Herman memang menanamkan pelacak pada semua ponsel anggota keluarga Doroty. Berkecimpung didunia bisnis yang banyak persaingan, mau sehat maupun tidak sehat. Membuat sosok nenek tua itu melindungi keluarganya dengan cara ini.
Namun ia kecolongan tentang Raka. Dengan perkawinan diam-diam cucunya itu. Ia masih bisa memaafkan saat cucunya itu sudah mendaftarkan pernikahannya di KUA.
Ia akan sangat murka jika cucunya itu mempermainkan pernikahan hanya untuk membalas dendam.
"Yang Bu bos sangat tenang, saya takut Yang" ucap Jum.
"Kita berdoa yang terbaik untuk Rena, di dalam sana" ucap Doroty. Jum mengangguk.
Doroty menghampiri dua pemuda yang juga ikut menunggu, "Kalian tahu dimana Raka?" Tanya Doroty.
"Saya sudah menghubunginya namun ponselnya tidak bisa tersambung" Isak sedari tadi berkutat dengan ponselnya.

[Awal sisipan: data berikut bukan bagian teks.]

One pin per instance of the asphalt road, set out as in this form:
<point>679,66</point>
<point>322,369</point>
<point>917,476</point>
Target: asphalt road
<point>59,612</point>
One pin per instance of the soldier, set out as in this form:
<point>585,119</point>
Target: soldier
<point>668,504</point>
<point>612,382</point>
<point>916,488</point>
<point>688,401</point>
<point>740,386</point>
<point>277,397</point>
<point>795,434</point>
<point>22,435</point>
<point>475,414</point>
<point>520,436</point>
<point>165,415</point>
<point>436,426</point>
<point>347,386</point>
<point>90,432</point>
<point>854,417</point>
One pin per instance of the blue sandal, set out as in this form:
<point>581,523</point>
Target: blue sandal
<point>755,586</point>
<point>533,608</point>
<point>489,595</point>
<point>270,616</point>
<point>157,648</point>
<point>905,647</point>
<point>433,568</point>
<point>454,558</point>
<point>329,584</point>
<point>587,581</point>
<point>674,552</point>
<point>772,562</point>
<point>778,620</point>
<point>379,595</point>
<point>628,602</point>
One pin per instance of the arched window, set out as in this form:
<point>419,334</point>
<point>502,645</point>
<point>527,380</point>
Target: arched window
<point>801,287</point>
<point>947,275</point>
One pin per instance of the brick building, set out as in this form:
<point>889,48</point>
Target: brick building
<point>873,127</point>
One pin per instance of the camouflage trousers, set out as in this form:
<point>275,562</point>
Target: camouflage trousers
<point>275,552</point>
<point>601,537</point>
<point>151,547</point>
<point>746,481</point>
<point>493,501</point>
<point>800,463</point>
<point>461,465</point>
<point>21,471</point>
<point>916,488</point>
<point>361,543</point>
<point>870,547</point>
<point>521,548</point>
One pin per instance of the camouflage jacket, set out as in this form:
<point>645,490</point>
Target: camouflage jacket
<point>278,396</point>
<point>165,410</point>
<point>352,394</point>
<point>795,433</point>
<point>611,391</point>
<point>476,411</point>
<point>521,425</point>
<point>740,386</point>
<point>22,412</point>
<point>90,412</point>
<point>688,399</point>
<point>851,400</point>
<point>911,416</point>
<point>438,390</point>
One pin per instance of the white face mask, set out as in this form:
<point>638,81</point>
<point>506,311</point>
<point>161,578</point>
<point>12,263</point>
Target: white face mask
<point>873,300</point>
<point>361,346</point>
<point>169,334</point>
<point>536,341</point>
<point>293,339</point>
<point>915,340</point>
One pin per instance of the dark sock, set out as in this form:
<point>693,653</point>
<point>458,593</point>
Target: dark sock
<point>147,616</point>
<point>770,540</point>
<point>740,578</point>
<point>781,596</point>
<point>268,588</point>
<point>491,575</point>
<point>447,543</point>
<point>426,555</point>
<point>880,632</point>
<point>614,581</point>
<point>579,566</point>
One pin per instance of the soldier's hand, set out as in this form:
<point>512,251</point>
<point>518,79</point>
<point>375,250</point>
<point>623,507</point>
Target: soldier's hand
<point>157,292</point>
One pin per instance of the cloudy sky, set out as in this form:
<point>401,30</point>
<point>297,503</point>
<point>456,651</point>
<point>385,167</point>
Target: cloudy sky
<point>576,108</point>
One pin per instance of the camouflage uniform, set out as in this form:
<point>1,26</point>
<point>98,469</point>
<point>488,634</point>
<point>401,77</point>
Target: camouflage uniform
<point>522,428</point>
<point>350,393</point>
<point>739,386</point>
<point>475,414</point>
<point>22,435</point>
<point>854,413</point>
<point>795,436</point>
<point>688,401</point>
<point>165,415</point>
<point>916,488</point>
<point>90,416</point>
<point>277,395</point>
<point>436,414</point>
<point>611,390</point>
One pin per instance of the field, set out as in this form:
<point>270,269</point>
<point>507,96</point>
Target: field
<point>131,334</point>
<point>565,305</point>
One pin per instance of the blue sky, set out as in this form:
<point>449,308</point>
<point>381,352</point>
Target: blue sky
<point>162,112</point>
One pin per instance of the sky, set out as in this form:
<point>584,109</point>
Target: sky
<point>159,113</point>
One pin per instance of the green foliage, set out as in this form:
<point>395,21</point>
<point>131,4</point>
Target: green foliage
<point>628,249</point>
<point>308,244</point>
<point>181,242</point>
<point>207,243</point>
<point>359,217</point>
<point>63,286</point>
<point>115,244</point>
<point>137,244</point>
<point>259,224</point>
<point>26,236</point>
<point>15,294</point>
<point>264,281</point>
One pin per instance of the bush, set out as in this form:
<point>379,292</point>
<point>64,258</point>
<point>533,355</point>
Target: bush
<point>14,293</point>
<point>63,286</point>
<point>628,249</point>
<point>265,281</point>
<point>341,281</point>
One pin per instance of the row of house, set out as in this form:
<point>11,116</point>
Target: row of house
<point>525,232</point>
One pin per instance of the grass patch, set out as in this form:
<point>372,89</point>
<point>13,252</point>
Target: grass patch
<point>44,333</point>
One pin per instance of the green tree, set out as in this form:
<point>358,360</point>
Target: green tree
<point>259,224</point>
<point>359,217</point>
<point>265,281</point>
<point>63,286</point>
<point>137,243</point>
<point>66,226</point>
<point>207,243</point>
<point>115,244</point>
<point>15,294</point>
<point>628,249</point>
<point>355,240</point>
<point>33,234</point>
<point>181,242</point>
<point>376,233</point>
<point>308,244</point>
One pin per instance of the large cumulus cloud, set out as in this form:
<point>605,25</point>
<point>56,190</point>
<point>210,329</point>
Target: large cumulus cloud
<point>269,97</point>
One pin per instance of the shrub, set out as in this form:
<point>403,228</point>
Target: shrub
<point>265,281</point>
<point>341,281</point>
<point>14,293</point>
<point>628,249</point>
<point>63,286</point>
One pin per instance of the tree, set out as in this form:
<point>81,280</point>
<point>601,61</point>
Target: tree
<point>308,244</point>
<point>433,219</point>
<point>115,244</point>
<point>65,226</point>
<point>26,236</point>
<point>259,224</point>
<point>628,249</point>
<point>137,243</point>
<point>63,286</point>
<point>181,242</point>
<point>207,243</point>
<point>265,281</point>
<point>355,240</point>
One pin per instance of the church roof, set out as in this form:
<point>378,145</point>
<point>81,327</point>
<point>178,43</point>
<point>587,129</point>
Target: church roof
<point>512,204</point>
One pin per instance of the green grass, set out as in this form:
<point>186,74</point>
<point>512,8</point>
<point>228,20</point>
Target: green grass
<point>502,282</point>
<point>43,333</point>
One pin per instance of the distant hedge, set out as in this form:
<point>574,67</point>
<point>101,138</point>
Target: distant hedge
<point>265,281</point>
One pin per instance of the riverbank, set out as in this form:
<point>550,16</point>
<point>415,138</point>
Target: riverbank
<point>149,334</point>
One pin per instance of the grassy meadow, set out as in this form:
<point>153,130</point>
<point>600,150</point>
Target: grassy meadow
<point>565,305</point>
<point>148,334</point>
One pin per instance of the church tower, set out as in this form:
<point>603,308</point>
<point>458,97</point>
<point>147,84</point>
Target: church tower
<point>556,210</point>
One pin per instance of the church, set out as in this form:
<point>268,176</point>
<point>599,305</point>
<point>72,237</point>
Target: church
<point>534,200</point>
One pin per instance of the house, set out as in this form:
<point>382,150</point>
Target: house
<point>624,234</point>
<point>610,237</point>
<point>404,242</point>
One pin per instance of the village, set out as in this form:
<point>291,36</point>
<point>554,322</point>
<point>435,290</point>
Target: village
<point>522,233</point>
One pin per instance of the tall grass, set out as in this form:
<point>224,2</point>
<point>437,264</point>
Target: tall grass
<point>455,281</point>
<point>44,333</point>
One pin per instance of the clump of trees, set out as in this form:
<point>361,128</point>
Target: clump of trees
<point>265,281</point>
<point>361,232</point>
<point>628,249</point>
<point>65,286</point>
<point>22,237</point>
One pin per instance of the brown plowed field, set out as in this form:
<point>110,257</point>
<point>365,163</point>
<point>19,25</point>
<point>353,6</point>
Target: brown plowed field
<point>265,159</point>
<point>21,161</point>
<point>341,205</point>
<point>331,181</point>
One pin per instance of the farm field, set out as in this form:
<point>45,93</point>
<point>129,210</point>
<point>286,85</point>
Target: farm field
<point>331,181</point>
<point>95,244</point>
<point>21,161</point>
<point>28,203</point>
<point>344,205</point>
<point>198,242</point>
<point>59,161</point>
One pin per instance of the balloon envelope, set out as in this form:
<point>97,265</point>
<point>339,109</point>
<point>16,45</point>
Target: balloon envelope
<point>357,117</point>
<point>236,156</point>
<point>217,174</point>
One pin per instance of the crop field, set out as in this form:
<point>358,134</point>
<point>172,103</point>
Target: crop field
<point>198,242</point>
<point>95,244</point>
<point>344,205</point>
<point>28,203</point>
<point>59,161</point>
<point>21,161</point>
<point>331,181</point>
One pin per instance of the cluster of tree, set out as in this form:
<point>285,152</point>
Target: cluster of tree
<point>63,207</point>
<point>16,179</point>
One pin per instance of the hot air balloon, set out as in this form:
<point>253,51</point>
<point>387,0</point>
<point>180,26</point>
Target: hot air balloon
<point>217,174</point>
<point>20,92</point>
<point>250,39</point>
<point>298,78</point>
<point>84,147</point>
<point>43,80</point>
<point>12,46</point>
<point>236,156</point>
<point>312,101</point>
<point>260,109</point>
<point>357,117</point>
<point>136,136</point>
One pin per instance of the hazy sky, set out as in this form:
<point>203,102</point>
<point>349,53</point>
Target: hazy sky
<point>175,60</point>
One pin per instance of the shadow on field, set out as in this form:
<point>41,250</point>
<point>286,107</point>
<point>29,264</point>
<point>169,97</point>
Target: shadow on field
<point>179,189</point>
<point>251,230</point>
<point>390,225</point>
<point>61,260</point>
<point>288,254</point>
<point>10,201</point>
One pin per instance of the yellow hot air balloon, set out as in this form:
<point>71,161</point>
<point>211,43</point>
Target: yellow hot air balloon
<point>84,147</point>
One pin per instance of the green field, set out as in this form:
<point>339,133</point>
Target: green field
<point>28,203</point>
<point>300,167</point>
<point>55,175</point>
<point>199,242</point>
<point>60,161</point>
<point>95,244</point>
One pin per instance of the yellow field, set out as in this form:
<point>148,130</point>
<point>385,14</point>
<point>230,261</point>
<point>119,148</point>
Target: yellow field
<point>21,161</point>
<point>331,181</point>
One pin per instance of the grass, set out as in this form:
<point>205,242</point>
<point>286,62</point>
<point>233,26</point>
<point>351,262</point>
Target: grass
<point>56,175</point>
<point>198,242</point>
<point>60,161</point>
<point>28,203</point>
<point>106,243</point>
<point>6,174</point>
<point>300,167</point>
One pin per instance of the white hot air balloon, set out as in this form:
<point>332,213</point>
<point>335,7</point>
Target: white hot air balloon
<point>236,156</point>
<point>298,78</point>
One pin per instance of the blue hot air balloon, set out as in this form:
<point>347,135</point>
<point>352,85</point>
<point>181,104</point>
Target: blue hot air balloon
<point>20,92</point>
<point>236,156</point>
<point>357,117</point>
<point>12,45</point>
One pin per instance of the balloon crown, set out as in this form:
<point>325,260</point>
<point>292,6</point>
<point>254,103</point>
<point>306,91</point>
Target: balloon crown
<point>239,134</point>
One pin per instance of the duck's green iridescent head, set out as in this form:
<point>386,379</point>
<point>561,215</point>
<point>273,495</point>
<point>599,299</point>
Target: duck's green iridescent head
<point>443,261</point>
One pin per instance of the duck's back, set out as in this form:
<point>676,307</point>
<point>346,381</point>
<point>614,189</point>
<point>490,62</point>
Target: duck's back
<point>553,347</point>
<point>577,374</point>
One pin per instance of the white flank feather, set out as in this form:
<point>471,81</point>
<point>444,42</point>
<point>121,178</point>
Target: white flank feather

Setelah beberapa jam lampu operasi mati, tak lama pintu ruang operasi terbuka memunculkan dokter dan susternya.
"Bayi sehat, lelaki, namun ibu sang bayi masih dalam pantauan."
"Cucu saya kenapa dok? Apa ada masalah?" Cemas Doroty.
"Kita lihat dulu perkembangannya ya bu, dan pasien akan tetap di icu selama kami pantau"
"Jadi dengan kata lain adik saya koma dok?"
"Kemungkinan, kami juga butuh doa dari keluarga, saya permisi dulu" Dua suster keluar dari ruang persalinan, membawa kasur bayi yang didorong menuju ruang bayi.
Doroty mengikutinya. "Suster dia cicit saya, ya? Apa saya bisa menggendongnya?"
"Nanti ya bu, setelah kami siapkan" ucap salah satu susternya dan membawa pergi anak Rena, terlihat merah.
"Cicitku,"
__ADS_1
"Eyang duduk dulu, katanya baru pulang dari luar kota." Doroty mengangguk, Isak mendudukan Doroty pada kursi kayu panjang didepan ruangan Rena.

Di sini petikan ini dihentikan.